4KG Block: When the block comes to rest - the only energy acting is PEg - also at 12 J.Photo of my FBD: https://twitter.com/wrongedauthor/status/1001152490635644929

I also don't quite understand how the FBD is possible, if the 6KG block is moving UP - the force of the tension on the strong has to be greater than 60N - but that is the same value of tension on the 4KG block, which is larger than the Weight of the Earth on the block (40N) - which indicates there's no way the 4kg block could move down.

The back of the book reports the answers is 1M, but all my calculations have either reflected .2M or .1M. This is my first physics course.

 

[Orodruin]

6KG Block: When the block comes to rest - the only energy acting is PEg - also at 12 J.
4KG Block: When the block comes to rest - the only energy acting is PEg - also at 12 J.

There is no reason to assume that each block has the same total energy as it had before. The blocks by themselves do not form a closed systen.

I also don't quite understand how the FBD is possible, if the 6KG block is moving UP - the force of the tension on the strong has to be greater than 60N

This is not correct.

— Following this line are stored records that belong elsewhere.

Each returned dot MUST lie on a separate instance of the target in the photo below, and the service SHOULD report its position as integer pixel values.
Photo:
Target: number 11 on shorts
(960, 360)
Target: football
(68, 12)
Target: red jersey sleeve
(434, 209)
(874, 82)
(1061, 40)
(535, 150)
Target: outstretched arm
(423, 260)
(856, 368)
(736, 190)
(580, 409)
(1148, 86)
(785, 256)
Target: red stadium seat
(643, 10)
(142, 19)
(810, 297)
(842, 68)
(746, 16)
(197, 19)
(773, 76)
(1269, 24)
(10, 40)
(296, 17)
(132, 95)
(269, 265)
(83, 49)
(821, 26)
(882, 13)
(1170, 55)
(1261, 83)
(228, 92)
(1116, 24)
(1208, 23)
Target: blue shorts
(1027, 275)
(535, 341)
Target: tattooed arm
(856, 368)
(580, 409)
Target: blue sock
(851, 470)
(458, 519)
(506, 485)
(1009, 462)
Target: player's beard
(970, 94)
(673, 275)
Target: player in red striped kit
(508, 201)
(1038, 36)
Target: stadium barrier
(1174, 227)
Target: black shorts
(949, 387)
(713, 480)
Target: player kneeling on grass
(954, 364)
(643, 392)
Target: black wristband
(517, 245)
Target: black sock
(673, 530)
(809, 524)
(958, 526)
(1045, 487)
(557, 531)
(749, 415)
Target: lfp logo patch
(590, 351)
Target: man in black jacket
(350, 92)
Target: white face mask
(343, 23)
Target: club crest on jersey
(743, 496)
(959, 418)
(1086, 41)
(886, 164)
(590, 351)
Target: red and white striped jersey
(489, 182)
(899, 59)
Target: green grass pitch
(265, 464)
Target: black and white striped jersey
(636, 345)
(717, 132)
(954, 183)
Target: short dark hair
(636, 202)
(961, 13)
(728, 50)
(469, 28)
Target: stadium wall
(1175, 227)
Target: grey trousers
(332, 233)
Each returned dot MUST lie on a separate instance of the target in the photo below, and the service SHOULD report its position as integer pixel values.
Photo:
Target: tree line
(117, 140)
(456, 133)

The tension can be lower than 60 N while it moves up. All this tells you is that the acceleration is in the opposite direction compared to the velocity - which it must be to eventually stop!

Anyway, energy considerations should be sufficient. There is no reason to start considering the internal forces and drawing FBDs.

 

[scottdave]

...Anyway, energy considerations should be sufficient. There is no reason to start considering the internal forces and drawing FBDs.

Yes I agree, after rereading the problem.